・ああ、そうか。おれは得意なものばかりで、勝負しようとしているんだなあ。そういう気づきがあった。
ある日、タイピングの速度を測ってみましょうと、研修中に上司から言われた。同じ部署に配属された20人が、一斉に文字を打ちはじめる。ズームのどこかから、カタカタカタ、パチパチパチ、ドドドドドド。いろんな音が聞こえてきて、おもしろい。ぼくも同様に文章を打ちつづけていると「終わり!やめてくださいー!」という声。その合図を受けて、全員がシートにスコアなるものを記入する。ぼくは、思いのほか点数が低かった。
じぶんは全体で、真ん中より少し上くらいだった。その事実を、受け止めきれない”自分”もいた。タイピングには自信があるほうだったのに、意外と遅い。なぜだろうと、頭じゅうで理由を考える。いくつかある理由のうちに、エセンシャルなものが「タイプミスが多い」ということであると分かった。測定中のぼくはスピードを意識するあまり、ミスを連発していた。スコアにはタイプした文字数だけでなく、誤まってタイプした文字数も加味される。それでは点数が伸びるはずがない。
考えてみると、ふだんから「打ちやすい位置」にあるサウンドを多用して、文章を打つという癖があった。

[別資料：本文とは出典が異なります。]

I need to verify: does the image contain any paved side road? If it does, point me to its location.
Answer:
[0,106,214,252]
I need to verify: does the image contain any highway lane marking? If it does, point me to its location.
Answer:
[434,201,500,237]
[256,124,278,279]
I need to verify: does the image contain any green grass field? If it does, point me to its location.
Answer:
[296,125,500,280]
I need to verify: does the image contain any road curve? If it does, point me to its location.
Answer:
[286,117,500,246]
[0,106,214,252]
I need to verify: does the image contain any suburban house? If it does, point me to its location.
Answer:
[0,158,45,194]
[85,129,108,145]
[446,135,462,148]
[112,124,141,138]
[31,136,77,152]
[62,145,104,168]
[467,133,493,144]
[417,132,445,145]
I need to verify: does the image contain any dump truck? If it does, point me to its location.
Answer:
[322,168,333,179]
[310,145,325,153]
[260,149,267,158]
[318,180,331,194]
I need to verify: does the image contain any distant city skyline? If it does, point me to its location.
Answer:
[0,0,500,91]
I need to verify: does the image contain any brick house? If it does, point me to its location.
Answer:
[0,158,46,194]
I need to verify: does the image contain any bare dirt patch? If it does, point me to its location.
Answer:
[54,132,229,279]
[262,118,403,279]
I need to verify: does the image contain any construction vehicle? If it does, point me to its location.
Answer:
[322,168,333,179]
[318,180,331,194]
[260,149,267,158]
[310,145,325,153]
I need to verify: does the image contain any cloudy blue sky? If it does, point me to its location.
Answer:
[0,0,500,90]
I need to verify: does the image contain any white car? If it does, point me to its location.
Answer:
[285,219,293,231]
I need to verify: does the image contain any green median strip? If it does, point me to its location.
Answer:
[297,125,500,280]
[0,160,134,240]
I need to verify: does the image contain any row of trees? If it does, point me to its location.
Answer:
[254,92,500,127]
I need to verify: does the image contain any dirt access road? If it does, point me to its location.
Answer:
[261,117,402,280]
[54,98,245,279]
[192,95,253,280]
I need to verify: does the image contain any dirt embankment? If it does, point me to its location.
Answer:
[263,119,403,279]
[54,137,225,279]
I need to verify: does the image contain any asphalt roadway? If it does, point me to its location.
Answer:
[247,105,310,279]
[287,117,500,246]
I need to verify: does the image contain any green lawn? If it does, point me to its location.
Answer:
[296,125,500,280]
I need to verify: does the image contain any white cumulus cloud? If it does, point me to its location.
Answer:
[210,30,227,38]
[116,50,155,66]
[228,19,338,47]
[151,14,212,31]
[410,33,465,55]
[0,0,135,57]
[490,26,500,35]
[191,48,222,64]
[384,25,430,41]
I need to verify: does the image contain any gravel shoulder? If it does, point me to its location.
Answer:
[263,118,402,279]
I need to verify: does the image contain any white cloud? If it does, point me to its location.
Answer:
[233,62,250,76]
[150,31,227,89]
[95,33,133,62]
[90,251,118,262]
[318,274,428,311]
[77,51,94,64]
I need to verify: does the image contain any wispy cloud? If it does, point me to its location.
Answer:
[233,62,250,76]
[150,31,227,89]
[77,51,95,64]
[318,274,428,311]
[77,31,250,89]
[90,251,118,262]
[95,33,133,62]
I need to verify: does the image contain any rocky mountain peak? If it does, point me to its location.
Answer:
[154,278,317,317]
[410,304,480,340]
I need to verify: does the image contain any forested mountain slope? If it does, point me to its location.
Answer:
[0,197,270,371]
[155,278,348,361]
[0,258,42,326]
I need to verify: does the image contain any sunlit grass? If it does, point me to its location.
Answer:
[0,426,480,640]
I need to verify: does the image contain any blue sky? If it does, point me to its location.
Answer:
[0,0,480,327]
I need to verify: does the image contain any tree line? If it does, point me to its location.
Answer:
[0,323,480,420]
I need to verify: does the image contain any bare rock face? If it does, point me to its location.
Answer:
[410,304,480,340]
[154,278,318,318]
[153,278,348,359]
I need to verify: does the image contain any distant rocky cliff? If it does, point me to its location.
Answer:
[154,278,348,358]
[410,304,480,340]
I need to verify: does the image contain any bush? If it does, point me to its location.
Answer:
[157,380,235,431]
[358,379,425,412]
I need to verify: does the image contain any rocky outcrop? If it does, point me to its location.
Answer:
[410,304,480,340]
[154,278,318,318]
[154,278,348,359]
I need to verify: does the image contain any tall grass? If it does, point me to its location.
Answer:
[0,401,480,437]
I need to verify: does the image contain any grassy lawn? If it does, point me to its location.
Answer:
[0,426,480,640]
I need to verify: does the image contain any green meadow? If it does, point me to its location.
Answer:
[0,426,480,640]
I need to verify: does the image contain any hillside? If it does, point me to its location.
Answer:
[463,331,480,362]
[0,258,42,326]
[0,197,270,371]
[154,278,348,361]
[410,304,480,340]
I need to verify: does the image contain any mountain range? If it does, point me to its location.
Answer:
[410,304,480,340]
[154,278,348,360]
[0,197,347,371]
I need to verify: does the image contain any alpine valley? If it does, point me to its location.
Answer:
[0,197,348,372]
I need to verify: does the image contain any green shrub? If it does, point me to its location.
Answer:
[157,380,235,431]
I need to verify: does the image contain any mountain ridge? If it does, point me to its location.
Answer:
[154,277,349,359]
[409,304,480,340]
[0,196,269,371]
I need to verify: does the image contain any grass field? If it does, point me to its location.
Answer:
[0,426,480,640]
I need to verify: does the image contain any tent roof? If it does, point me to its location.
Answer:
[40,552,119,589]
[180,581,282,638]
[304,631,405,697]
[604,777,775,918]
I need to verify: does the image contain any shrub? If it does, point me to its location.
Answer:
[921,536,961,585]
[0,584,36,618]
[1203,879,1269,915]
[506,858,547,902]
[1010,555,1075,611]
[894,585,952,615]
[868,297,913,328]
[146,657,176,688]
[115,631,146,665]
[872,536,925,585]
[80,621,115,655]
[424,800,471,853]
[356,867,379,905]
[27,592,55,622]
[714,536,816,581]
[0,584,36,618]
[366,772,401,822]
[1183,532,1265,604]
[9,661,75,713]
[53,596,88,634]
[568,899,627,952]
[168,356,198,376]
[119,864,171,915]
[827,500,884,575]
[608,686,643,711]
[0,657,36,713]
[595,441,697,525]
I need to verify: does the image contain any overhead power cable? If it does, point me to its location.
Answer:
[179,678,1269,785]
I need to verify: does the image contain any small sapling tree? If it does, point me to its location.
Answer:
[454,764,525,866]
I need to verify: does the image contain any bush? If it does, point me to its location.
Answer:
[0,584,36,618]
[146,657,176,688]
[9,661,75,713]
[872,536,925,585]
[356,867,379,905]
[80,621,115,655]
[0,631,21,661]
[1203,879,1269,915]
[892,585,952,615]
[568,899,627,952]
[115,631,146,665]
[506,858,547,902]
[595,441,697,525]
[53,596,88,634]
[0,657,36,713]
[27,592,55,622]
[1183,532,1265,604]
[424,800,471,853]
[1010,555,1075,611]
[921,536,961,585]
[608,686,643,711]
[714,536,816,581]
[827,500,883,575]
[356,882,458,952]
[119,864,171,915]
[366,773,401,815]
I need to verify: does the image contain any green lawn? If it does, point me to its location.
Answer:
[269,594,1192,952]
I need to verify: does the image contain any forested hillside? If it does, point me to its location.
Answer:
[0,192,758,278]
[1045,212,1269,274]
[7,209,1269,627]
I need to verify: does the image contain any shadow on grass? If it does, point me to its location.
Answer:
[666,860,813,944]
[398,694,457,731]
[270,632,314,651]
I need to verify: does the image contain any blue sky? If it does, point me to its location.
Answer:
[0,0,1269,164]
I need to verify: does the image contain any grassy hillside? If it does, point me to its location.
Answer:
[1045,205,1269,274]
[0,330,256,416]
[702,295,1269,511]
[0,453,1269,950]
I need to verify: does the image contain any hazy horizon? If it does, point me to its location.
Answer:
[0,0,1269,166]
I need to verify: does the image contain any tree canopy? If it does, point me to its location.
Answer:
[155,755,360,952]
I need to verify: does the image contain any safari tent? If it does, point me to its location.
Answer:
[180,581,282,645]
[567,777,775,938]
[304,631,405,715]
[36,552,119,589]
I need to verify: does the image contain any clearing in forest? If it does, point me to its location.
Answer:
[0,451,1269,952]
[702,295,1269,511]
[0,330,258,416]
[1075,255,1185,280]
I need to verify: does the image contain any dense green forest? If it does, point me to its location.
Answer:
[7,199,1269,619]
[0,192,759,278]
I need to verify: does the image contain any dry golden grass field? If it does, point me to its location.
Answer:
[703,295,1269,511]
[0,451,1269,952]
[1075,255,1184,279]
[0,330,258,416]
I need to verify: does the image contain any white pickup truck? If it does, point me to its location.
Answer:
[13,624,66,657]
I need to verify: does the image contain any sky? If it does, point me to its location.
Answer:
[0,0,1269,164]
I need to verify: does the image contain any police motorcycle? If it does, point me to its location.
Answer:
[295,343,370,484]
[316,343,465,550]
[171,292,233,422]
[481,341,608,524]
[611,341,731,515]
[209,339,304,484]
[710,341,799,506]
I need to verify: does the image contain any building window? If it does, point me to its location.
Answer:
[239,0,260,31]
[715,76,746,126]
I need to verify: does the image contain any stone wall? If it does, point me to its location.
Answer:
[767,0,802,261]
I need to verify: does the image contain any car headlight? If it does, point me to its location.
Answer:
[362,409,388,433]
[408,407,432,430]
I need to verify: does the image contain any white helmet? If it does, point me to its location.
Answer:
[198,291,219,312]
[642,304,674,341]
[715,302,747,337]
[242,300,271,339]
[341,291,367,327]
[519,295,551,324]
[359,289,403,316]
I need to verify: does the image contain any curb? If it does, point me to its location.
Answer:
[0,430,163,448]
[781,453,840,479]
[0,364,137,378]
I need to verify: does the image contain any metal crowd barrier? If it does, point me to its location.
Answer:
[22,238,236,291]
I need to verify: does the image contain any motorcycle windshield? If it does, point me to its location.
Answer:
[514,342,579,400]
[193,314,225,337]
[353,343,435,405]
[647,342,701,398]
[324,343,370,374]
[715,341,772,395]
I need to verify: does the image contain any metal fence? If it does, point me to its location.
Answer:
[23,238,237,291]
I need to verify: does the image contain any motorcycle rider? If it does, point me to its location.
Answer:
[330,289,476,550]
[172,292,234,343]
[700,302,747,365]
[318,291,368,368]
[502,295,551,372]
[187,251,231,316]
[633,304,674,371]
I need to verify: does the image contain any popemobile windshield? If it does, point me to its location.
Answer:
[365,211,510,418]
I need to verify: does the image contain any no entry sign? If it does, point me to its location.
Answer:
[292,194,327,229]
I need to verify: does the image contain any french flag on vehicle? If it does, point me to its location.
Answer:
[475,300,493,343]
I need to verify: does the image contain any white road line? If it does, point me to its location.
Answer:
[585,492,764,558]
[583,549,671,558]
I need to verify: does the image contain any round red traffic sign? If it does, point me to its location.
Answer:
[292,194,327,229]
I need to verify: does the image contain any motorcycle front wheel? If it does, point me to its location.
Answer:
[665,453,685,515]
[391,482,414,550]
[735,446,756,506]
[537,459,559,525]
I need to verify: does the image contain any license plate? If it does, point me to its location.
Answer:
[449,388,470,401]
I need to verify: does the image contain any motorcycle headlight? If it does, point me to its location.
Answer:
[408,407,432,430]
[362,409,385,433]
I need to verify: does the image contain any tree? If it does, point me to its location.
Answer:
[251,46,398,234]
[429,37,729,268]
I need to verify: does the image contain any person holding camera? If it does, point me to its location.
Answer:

もちろんキーボードは頻出の単語が打ちやすいように、よく使うアルファベット(K、N、T、Iなど)が人差し指と中指の動きやすい位置にあるよう設計されている。とはいえ、その上でタイピングしやすい「ことば」を無意識に使うようになっていたんだと思う。その結果、ふだん使わないアルファベットを測定中に指示されると、慣れていないのでミスしてしまった。
得意なものだけで勝負できているうちは、物事がスムーズに進む。しかし苦手なものを使わざるを得ない状況に陥ったときに、決まってスピードが落ちる。円滑に物事を進めるためには「①得意なもので勝負できるよう働きかける」か「②苦手を克服する」の選択を取らなければならない。ぼくは前者でやってきた人間だが、仕事においては、最低限のレベルで克服しておくべき”苦手”が存在すると思う。キーボード操作は生産性に直結し、避けては通れない”苦手”なので克服しておきたい。
克服するかどうかの”苦手”をみる上で、ポイントは「最低限かどうか」である。その苦手は”最低限”直しておいたほうがいいの?ということ。きっと誰にでも得意なことはあり、その得意なことを目立たせる上で、苦手なことはあったほうがいい。そのほうが全てがある程度できてしまうより、得意なことが目立つのである。
今日も「頭サビ9割」に来てくださって、ありがとうございました。